Here, the FBI asserts Exemption 7(C) to protect (1) names of FBI Special Agents responsible for the narcotics investigation, (2) the names of a local law enforcement officer with the Baltimore Police Department and two local law enforcement offices with the Maryland State Police who assisted the FBI's narcotics investigation, (3) names and/or identifying data of individuals who provided the FBI provided the FBI with information related to the narcotics investigation, (4) names and/or identifying data of individuals who were of investigative interest to the FBI during the course of the narcotics investigation, and (5) names and/or identifying data of individuals who were merely mentioned in the narcotics investigation records. With no evidence to the contrary, the court finds the FBI's application of Exemption 7(C) to be appropriate.
E. FOIA Exemption 7(D)
Exemption 7(D) permits the withholding of records complied for law enforcement purposes if their disclosure "could reasonably be expected to disclose the identity of a confidential source. . . ." 5 U.S.C. § 552(b)(7)(D). Exemption 7(D) can be applied to protect the names and identifying data of individuals who provided information to the FBI under an implied assurance of confidentiality. See U.S. Dep't of Justice v. Landano, 508 U.S. 165, 179-81 (1993).
In the instant case, the FBI seeks to protect sources that provided information about Plaintiff's criminal narcotics activities. To determine whether there is an implied assurance of confidentiality, the court looks to the circumstances surrounding the imparting of the information, including the nature of the criminal investigation and the informant's relationship to the target.
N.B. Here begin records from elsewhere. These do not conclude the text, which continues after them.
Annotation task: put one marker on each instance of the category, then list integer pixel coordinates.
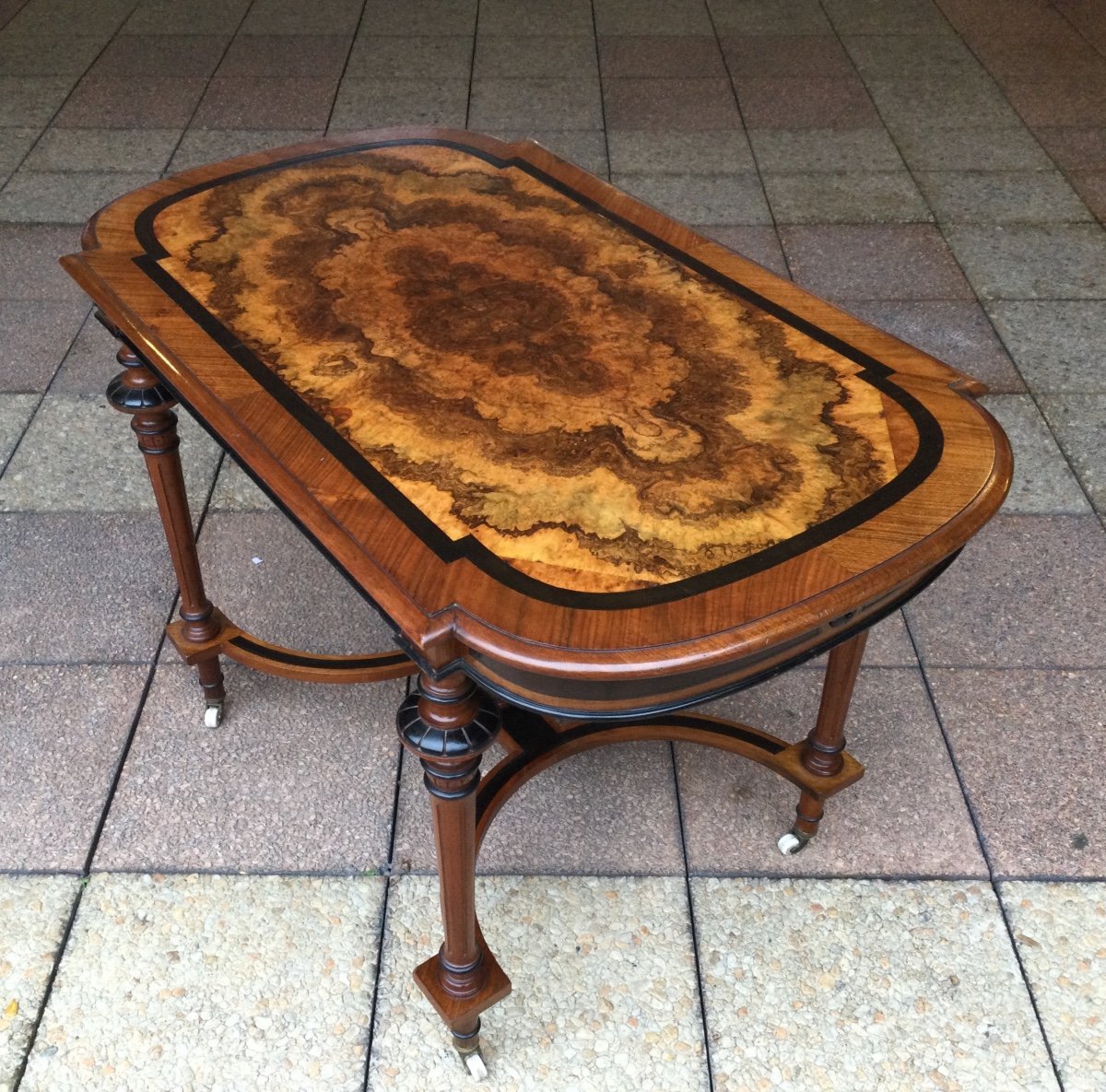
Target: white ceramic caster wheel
(475, 1063)
(791, 843)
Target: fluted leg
(137, 392)
(447, 725)
(822, 753)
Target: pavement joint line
(473, 65)
(388, 880)
(691, 924)
(61, 105)
(346, 65)
(991, 876)
(752, 148)
(110, 796)
(598, 71)
(192, 116)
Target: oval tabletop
(558, 438)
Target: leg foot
(447, 724)
(468, 1048)
(794, 842)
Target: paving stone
(420, 17)
(757, 242)
(117, 150)
(1001, 197)
(587, 148)
(884, 197)
(874, 262)
(1066, 100)
(969, 100)
(735, 810)
(1079, 425)
(904, 17)
(214, 981)
(933, 147)
(16, 411)
(591, 794)
(31, 100)
(1043, 482)
(806, 103)
(282, 17)
(1055, 344)
(1090, 186)
(258, 56)
(1061, 934)
(604, 988)
(65, 197)
(103, 587)
(165, 55)
(15, 144)
(281, 103)
(893, 55)
(1074, 147)
(425, 56)
(500, 56)
(80, 455)
(198, 17)
(1021, 739)
(30, 270)
(33, 913)
(65, 728)
(659, 56)
(652, 17)
(89, 364)
(100, 18)
(207, 146)
(1027, 593)
(735, 198)
(824, 149)
(365, 104)
(536, 17)
(770, 55)
(670, 104)
(132, 101)
(257, 566)
(545, 104)
(770, 17)
(48, 54)
(298, 778)
(955, 331)
(855, 984)
(1032, 262)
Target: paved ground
(186, 910)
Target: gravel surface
(853, 985)
(213, 984)
(604, 996)
(33, 912)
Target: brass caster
(792, 842)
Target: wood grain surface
(569, 447)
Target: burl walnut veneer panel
(526, 371)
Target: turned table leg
(822, 752)
(447, 725)
(137, 392)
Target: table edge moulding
(547, 636)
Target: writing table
(592, 467)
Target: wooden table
(592, 467)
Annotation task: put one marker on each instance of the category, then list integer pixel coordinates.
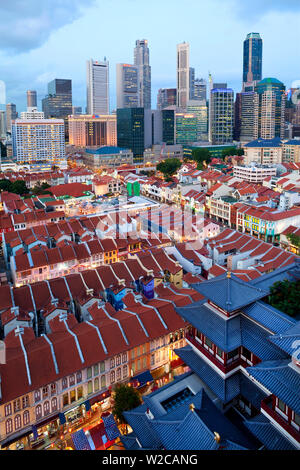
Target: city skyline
(61, 51)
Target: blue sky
(42, 40)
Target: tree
(125, 399)
(19, 187)
(294, 239)
(169, 167)
(285, 296)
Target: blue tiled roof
(286, 341)
(252, 392)
(225, 333)
(276, 142)
(256, 340)
(282, 380)
(226, 389)
(268, 316)
(230, 293)
(267, 434)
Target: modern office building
(199, 109)
(11, 115)
(271, 94)
(127, 86)
(252, 64)
(192, 83)
(186, 128)
(32, 113)
(97, 77)
(200, 89)
(183, 74)
(38, 140)
(31, 99)
(92, 131)
(249, 116)
(58, 102)
(141, 60)
(166, 97)
(168, 126)
(131, 131)
(2, 125)
(221, 114)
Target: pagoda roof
(281, 378)
(230, 293)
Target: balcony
(267, 406)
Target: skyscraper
(58, 102)
(192, 83)
(183, 74)
(221, 114)
(252, 67)
(199, 89)
(127, 86)
(166, 97)
(141, 60)
(271, 102)
(11, 115)
(31, 99)
(97, 78)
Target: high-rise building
(221, 114)
(32, 113)
(31, 99)
(166, 97)
(271, 112)
(11, 115)
(252, 66)
(127, 86)
(200, 89)
(199, 109)
(92, 131)
(192, 83)
(2, 125)
(58, 102)
(131, 131)
(141, 60)
(249, 116)
(97, 87)
(183, 74)
(38, 140)
(186, 128)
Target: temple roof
(230, 293)
(281, 379)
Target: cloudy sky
(45, 39)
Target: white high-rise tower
(183, 74)
(97, 87)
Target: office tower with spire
(221, 114)
(183, 74)
(11, 115)
(127, 86)
(31, 99)
(97, 77)
(142, 61)
(252, 65)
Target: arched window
(46, 408)
(18, 422)
(26, 418)
(38, 411)
(8, 426)
(54, 404)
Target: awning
(140, 380)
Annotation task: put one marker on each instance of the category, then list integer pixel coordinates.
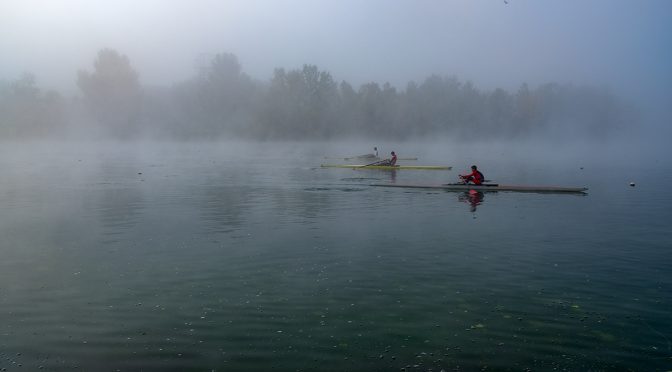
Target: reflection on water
(206, 257)
(472, 197)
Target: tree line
(221, 101)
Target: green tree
(112, 93)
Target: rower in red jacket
(389, 162)
(475, 176)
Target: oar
(374, 163)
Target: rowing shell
(363, 157)
(387, 167)
(489, 187)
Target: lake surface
(249, 257)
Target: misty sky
(624, 44)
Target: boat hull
(387, 167)
(489, 187)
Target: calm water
(222, 257)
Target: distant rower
(475, 176)
(390, 162)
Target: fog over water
(178, 187)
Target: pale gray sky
(621, 43)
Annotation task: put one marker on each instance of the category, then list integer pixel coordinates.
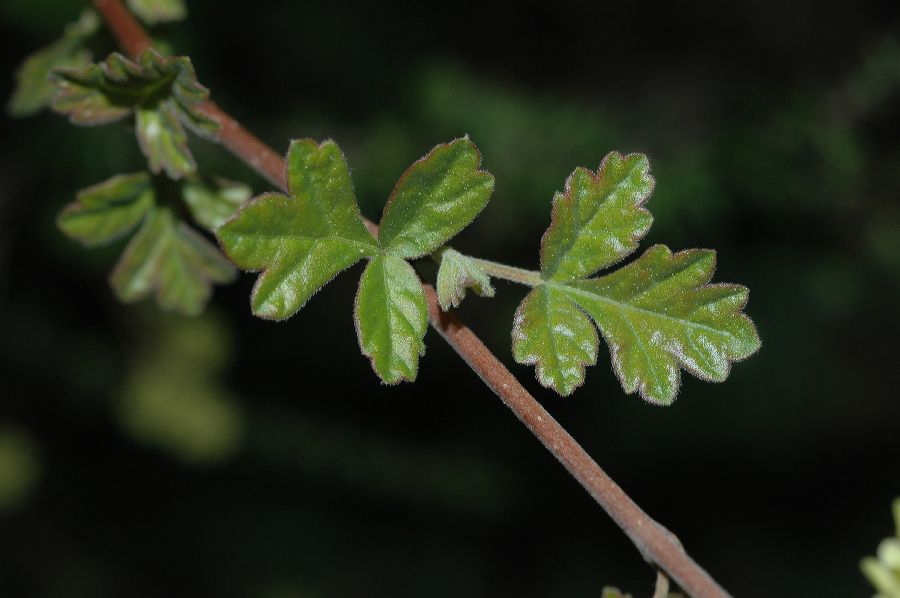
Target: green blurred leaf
(153, 12)
(391, 318)
(435, 199)
(599, 218)
(161, 92)
(657, 314)
(34, 89)
(458, 272)
(168, 258)
(19, 467)
(213, 200)
(299, 242)
(550, 332)
(173, 398)
(109, 210)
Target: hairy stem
(527, 277)
(657, 545)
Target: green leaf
(435, 199)
(161, 92)
(391, 318)
(168, 258)
(599, 218)
(550, 332)
(658, 314)
(458, 272)
(34, 89)
(109, 210)
(299, 242)
(213, 200)
(153, 12)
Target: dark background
(145, 455)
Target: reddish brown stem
(657, 545)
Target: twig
(657, 545)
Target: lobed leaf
(299, 242)
(391, 318)
(551, 333)
(599, 218)
(153, 12)
(435, 199)
(659, 313)
(456, 273)
(34, 88)
(213, 200)
(161, 92)
(168, 258)
(109, 210)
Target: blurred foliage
(19, 467)
(773, 132)
(883, 571)
(172, 398)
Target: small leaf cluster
(165, 257)
(302, 240)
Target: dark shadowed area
(144, 454)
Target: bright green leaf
(458, 272)
(34, 89)
(174, 261)
(153, 12)
(658, 313)
(162, 93)
(434, 199)
(301, 242)
(107, 211)
(391, 318)
(598, 219)
(550, 332)
(213, 200)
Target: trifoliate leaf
(301, 241)
(391, 318)
(162, 93)
(550, 332)
(599, 218)
(657, 314)
(34, 89)
(213, 200)
(158, 11)
(458, 272)
(168, 258)
(107, 211)
(435, 199)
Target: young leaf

Landano, 508 U.S. at 181. Absent any contrary evidence, the court finds that the circumstances surrounding the sources' imparting of information created an implied assurance of confidentiality. See Mays v. Drug Enforcement Admin., 234 F.3d 1324, 1331 (D.C. Cir. 2000) (stating that "a source of information about a conspiracy to distribute cocaine typically faces a sufficient threat of retaliation that the information he provides should be treated as implicitly confidential").
CONCLUSION
For the reasons set forth above, the court grants the government's motion for summary judgment and denies the Plaintiff's motion for summary judgment.